In this example, two of the five deep holes being machined involve a diameter of 8mm and cutting depths of 180mm and 141mm. The holes run through the part from the side up to the bearing seat in the middle.
Solid carbide tools were originally used for this operation, and Schlote was able to achieve a tool life of 2,500 parts this way. However, the load monitoring system on the machine tool began to register tool wear at 2,000 parts into the run and burrs could be seen appearing at this point on the holes’ exits.
Longer tool life with PCD
When it came to optimising the deep hole drilling, plant manager Tino Lucius, a former Mapal employee, suggested PCD drills as an alternative and so the two companies developed the idea of creating a PCD tip for the deep drills.

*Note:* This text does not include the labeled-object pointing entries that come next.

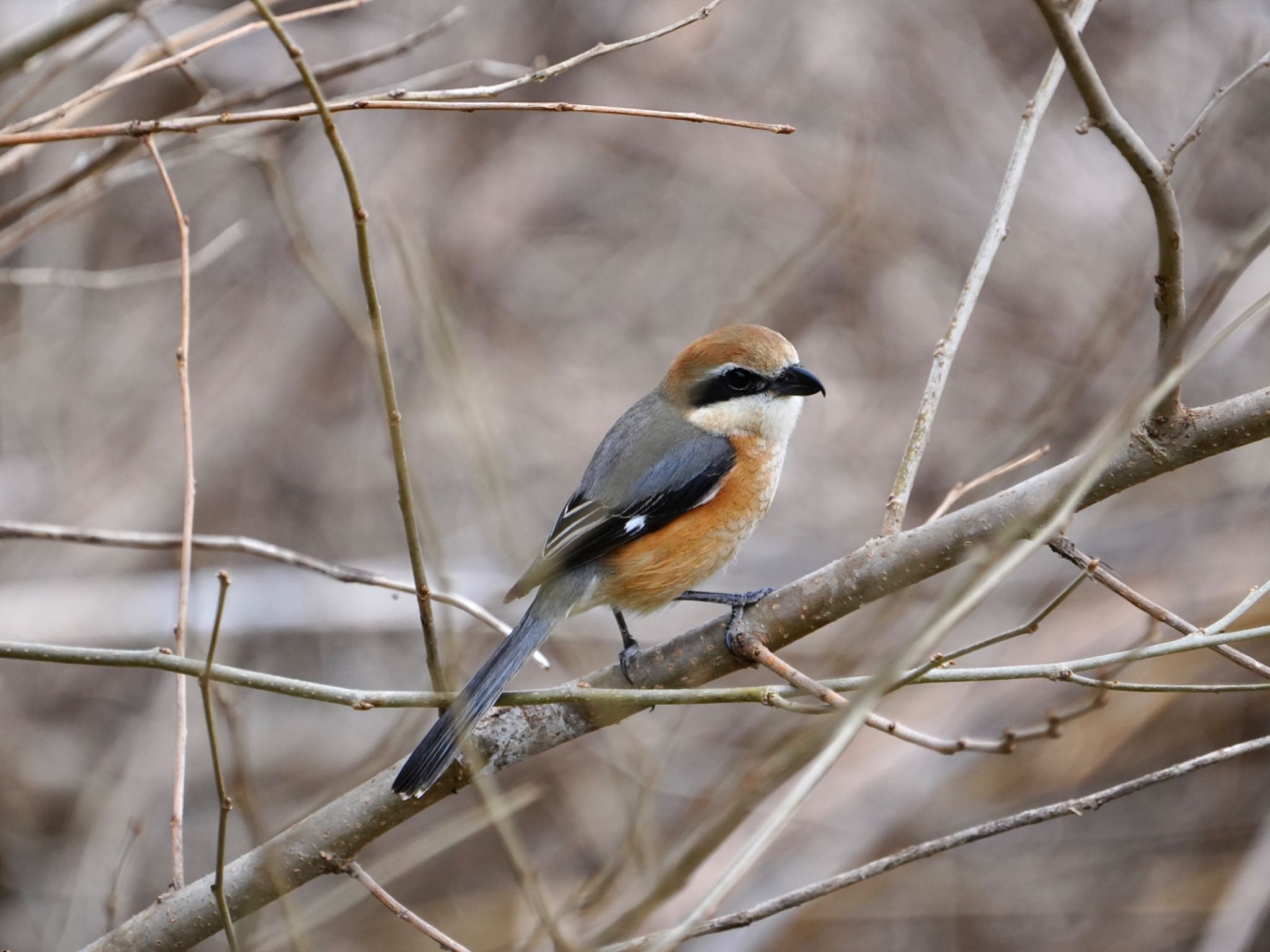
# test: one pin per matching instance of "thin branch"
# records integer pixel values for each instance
(187, 523)
(112, 152)
(221, 794)
(244, 545)
(1170, 288)
(432, 932)
(112, 899)
(293, 113)
(1197, 127)
(556, 69)
(961, 489)
(1066, 549)
(1232, 263)
(180, 59)
(1139, 687)
(350, 64)
(753, 649)
(1029, 627)
(1008, 550)
(945, 351)
(406, 494)
(584, 692)
(56, 30)
(126, 277)
(882, 566)
(63, 61)
(1077, 806)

“There was a lot to consider during the implementation,” Stefan Frick says. “It is not possible to construct this type of drill entirely from PCD and the high cost and brittleness of the material is a problem. There is also the danger of chipping the cutting edges during an interrupted cut so efficient cooling must also be applied as PCD is heat sensitive.”

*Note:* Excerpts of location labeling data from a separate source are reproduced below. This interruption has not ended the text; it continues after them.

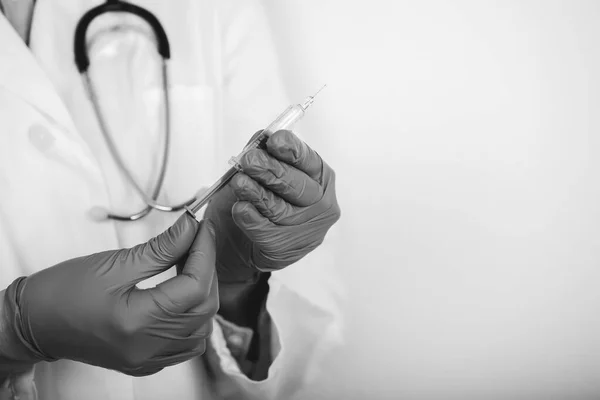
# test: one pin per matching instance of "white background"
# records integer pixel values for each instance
(465, 136)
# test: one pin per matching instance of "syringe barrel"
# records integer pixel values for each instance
(285, 120)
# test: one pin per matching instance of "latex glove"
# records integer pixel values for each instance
(274, 213)
(88, 309)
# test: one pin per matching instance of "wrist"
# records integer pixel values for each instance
(16, 358)
(15, 351)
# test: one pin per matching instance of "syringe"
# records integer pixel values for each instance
(284, 121)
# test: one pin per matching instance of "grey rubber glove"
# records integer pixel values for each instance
(88, 309)
(274, 213)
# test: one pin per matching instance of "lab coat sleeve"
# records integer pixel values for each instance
(303, 299)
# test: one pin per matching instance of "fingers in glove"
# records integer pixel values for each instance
(286, 181)
(159, 253)
(287, 147)
(266, 202)
(194, 286)
(254, 225)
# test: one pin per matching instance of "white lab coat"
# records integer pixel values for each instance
(55, 167)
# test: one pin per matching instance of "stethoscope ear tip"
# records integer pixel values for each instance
(98, 214)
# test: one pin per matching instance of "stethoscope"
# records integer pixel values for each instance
(82, 61)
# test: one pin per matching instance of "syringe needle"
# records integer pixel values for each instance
(318, 91)
(309, 100)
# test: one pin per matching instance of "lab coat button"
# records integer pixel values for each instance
(235, 340)
(41, 137)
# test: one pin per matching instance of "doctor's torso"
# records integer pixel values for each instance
(56, 165)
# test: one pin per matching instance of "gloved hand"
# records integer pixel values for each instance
(88, 309)
(274, 213)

For the new tool Mapal selected an existing solid carbide drill, but inserted a PCD cutting edge at its tip. The structure of the tool is reminiscent of a concrete drill with a carbide tip at the end but the shank made of steel. The manufacturers in Harzgerode have been very happy with the PCD deep drill’s tool life. While the solid carbide drill’s tool life ended after 2,500 parts, the PCD version keeps going reliably up to 15,000 parts.

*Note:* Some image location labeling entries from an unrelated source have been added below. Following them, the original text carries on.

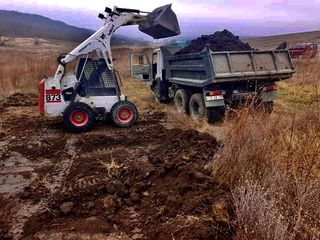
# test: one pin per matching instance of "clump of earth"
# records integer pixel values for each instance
(19, 100)
(217, 42)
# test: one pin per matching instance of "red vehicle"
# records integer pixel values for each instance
(304, 50)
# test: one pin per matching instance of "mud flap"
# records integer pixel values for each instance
(161, 23)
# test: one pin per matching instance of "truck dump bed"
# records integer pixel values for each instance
(207, 67)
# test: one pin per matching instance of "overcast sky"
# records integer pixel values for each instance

The cutting data is the same as that of the solid carbide drill with a spindle speed of 8,700rpm, a feed of 0.3mm/revolution and a cutting speed of 218m/minute. The new drill’s advantages lay in its considerably longer tool life, resulting in lower tooling costs and higher process reliability. Furthermore, fewer tool changes also mean less machine downtime.
Production at Schlote in Harzgerode involves a total of ten manufacturing cells. Each cell is made up of three machine tools from SW (Schwäbische Werkzeugmaschinen): two BA W06 double-spindle machines and a BA one6 single-spindle machine. The parts are machined in three clamping setups in which the double-spindle machines handle the first two setups and the finish machining takes place on the third.
The future is electric
Clutch housing manufacturing at the site in Harzgerode was planned to last at least eight years with a peak output of 1.1 million parts per year. This peak was surpassed in 2020 but has gradually reduced in recent years.
However, due to continuously improved productivity and the lower production quantities at the site, there has been time to address future trends and produce different parts. The factory is already being modified for this purpose. The first of two new projects involves six different parts that Schlote has to produce for a hybrid model super sports car manufacturer.
In the other project, Schlote’s expertise as a clutch housing manufacturer is once again bearing fruit – this time for the transmission in an electric car. For this new innovative model with three gears, the connection between the engine and transmission will be produced in Harzgerode.
Half of the factory’s capacity is currently being converted for this purpose while the production of parts for combustion engines is to be reduced to 50%. In future, hybrid cars will account for 10% of its output and pure electric vehicles 40%. Schlote has already produced the first run of parts for these new projects.